Abrió un cajón
y sacó una carpeta. Dentro, mezclada entre farragosos informes, había una
lámina de la obra desaparecida. Pasó un dedo por su superficie. Era una tabla
al temple de un pintor anónimo, fechada a principios del Trecento italiano, con
una temática tópica: la lucha entre el Bien y el Mal. Bajo un cielo esmaltado y
sobre un horizonte de montañas, el caballero de brillante armadura se enfrenta
al dragón que tiene secuestrada a la doncella. Hasta ahí, todo era corriente.
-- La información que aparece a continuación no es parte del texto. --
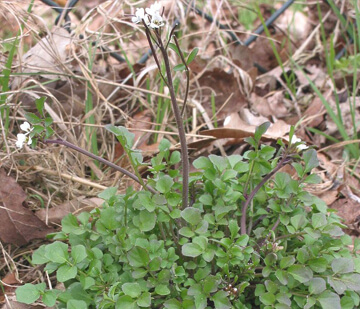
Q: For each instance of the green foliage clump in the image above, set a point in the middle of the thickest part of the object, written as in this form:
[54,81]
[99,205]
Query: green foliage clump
[252,237]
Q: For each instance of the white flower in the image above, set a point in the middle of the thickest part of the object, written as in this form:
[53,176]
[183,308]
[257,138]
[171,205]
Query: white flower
[299,147]
[156,21]
[139,16]
[26,127]
[151,16]
[21,137]
[154,9]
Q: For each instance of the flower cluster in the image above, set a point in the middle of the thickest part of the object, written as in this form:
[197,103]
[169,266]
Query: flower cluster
[24,137]
[300,144]
[151,16]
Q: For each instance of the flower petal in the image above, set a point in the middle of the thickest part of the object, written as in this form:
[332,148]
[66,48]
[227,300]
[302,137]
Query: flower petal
[25,126]
[21,138]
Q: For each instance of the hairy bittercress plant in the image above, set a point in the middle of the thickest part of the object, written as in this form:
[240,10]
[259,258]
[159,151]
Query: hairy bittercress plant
[141,250]
[247,236]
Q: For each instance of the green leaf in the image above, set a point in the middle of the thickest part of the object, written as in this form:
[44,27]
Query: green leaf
[192,250]
[86,282]
[300,273]
[32,118]
[267,298]
[221,300]
[298,221]
[192,55]
[39,256]
[39,103]
[138,257]
[123,135]
[318,265]
[70,224]
[328,300]
[270,259]
[155,264]
[144,300]
[352,281]
[347,302]
[172,304]
[164,184]
[78,253]
[76,304]
[233,228]
[310,159]
[162,289]
[126,302]
[175,157]
[108,193]
[243,240]
[174,48]
[147,221]
[282,276]
[186,231]
[29,293]
[191,215]
[219,162]
[317,285]
[318,220]
[260,130]
[342,265]
[57,252]
[287,261]
[202,163]
[179,67]
[49,297]
[132,289]
[109,218]
[312,179]
[66,272]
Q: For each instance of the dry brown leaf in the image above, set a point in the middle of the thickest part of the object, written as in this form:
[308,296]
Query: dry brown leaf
[54,215]
[225,88]
[18,224]
[49,55]
[276,131]
[315,114]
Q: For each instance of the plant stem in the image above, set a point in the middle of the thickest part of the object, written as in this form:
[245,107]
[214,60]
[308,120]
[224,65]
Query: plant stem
[177,114]
[95,157]
[285,160]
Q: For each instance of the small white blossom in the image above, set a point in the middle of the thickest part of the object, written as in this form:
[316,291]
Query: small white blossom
[156,21]
[139,15]
[154,9]
[151,16]
[26,127]
[299,147]
[21,137]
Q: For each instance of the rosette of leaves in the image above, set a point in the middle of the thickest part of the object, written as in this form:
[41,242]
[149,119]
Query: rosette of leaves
[142,250]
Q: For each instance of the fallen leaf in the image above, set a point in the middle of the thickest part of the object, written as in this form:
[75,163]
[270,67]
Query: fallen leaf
[18,224]
[276,130]
[226,90]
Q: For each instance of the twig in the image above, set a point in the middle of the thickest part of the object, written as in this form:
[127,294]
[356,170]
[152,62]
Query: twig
[180,125]
[187,75]
[285,160]
[102,160]
[169,83]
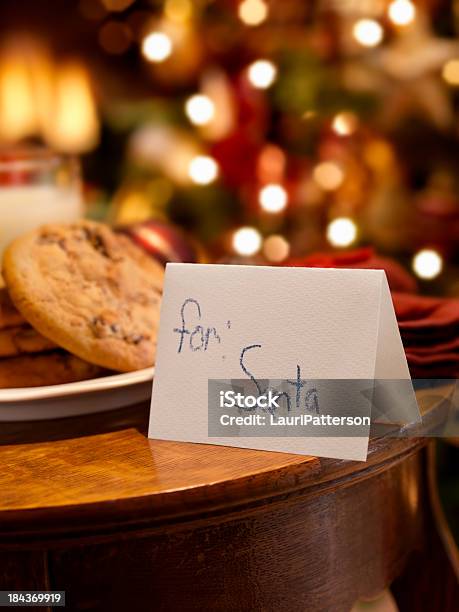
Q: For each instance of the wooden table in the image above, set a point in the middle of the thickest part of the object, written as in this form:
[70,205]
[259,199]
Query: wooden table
[121,522]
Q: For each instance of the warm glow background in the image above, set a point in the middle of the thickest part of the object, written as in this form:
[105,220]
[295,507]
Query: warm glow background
[268,130]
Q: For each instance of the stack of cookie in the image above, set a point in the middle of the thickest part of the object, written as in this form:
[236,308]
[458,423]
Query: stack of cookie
[80,301]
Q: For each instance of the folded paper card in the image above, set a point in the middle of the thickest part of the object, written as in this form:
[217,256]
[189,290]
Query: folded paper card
[226,327]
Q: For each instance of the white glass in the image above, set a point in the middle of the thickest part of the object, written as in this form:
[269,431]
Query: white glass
[37,186]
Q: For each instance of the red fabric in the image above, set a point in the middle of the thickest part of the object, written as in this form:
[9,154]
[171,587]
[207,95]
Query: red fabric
[430,333]
[429,326]
[398,278]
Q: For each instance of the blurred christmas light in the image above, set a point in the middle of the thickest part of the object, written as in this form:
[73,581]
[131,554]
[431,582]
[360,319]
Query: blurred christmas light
[427,264]
[18,117]
[341,232]
[200,109]
[401,12]
[246,241]
[262,74]
[114,37]
[75,125]
[273,198]
[252,12]
[203,170]
[178,10]
[276,248]
[156,46]
[450,72]
[344,124]
[368,32]
[328,175]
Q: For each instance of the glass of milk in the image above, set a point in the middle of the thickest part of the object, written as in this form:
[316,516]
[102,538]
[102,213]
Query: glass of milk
[37,187]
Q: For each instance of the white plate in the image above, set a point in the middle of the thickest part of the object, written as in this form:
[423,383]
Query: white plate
[71,399]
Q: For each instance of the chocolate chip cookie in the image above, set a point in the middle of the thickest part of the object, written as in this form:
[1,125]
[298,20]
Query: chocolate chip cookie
[54,368]
[19,340]
[89,290]
[9,315]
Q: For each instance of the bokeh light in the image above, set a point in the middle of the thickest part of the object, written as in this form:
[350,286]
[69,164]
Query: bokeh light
[427,264]
[178,10]
[273,198]
[276,248]
[253,12]
[200,109]
[341,232]
[345,123]
[262,74]
[203,170]
[246,241]
[401,12]
[450,72]
[156,47]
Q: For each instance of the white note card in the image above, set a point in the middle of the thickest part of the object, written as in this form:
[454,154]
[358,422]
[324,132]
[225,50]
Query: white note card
[328,323]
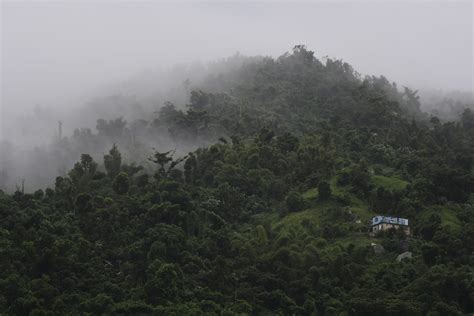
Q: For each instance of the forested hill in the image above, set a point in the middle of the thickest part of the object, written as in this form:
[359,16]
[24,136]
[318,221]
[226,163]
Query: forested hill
[272,217]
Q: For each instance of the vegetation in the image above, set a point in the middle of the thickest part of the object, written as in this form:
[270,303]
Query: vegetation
[272,218]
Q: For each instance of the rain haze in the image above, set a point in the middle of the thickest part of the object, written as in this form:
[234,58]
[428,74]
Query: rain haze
[58,56]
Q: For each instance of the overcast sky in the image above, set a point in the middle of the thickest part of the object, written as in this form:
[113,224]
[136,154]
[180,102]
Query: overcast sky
[52,52]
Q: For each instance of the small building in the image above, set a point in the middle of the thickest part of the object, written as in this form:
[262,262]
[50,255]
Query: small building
[405,255]
[382,223]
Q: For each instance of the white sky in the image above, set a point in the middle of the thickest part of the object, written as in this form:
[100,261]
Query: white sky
[53,52]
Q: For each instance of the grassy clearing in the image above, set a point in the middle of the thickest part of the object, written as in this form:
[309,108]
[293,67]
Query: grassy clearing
[389,183]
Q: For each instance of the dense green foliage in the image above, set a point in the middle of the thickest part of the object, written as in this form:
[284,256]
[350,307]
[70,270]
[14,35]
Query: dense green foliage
[270,219]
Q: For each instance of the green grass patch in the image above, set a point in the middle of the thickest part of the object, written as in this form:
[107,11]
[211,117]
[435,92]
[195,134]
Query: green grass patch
[389,183]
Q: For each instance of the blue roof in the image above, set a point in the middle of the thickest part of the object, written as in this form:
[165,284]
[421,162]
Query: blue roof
[389,220]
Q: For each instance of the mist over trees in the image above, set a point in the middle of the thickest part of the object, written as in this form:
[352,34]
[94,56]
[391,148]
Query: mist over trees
[251,194]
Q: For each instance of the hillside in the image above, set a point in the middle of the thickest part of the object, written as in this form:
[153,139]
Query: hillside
[270,215]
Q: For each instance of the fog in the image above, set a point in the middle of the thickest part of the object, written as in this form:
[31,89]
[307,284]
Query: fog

La peculiaridad de la obra radicaba en unos cuantos detalles que, a primera
vista, no se apreciaban. El primero, que el dragón aparentaba tener acorralado
al caballero, que daba mandobles a la desesperada. El segundo, que la doncella,
a la entrada de la cueva que el monstruo usaba como cubil, no parecía asustada
o afligida; no era una sonrisa ni un gesto, sino el aura, la actitud serena con
que contemplaba la acción. Y el tercero, que sobre el prado en el cual se
desarrollaba la escena había una letra, una pequeña doble A que pasaba casi
desapercibida entre las huellas que iba dejando el dragón en su avance. El
arcano significado de la tabla quedaba acentuado por el título que el autor
había elegido para ella: El arte de matar dragones. En suma, una iconoclasta y
rara desviación de la leyenda clásica de San Jorge. Numerosos especialistas, a
lo largo de todas las épocas, habían estudiado el cuadro tanto por su
misterioso simbolismo como por su precursora utilización de una primitiva
perspectiva, sin llegar a conclusiones definitivas.